To determine this, gather a copy of everything that has your corporate identity on it. Print out copies of your web site, your proposals, your invoices, images of your tradeshow booth, email blasts, etc.
Let’s go after the low hanging fruit: Do all the colors match? Is your tagline used consistently? Does the body copy for all these items communicate the same point-of-view, make the same claims, stress the same unique value? If not, your audiences are probably already confused about what your organization stands for.
Your brand/story is important to your sales success in life science marketing
Your brand/story contributes directly to the image of your organization that your audiences build in their own minds. That image contributes to their purchase behavior; your brand/story will contribute to (or detract from) your sale success.
For this reason alone, you should consider your brand/story an important component of your life science marketing efforts.
- The concept of a “brand” can be confusing.
- Marketers are starting to replace the word “brand” with “storytelling” or “narrative.”
- The word “brand” has been confused over the years.

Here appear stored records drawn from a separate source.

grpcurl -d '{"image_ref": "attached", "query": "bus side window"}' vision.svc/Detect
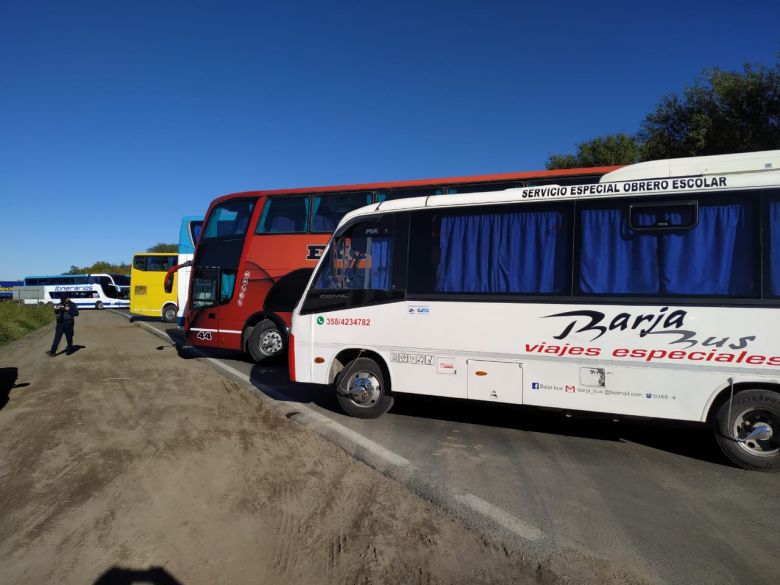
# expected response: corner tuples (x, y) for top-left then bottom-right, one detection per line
(767, 199), (780, 297)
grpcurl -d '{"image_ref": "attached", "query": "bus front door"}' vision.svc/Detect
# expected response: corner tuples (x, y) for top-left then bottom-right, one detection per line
(185, 268), (220, 347)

For some, your brand is the symbol that represents your organization. (I refer to this as your corporate identity.) For others, your brand is the personality that differentiates one organization’s offering from another. (I refer to this as your brand/story.) For still others, your brand is the impression your audiences have of your organization. (I refer to this as the image of your organization in the minds of your audience.)
- There are 5 concentric circles in marketing:
- The environment
- Your audiences
- Your touchpoints
- Your brand/story
- Your organization
- Your brand/story is the messenger between your position (an internal decision) and your image (constructed externally by your audiences in their own minds by the sum of all their impressions of your organization’s touchpoints).
- Your brand/story must articulate your organization’s position.
- Your brand/story must articulate this clearly and consistently.
- There are some simple tests you can use to determine whether your brand/story is being used consistently, or is articulating your position clearly.
- Your brand/story influences your audiences’ image of your organization, which influences their buying behaviors. Your brand/story is connected to your sales success (or failure).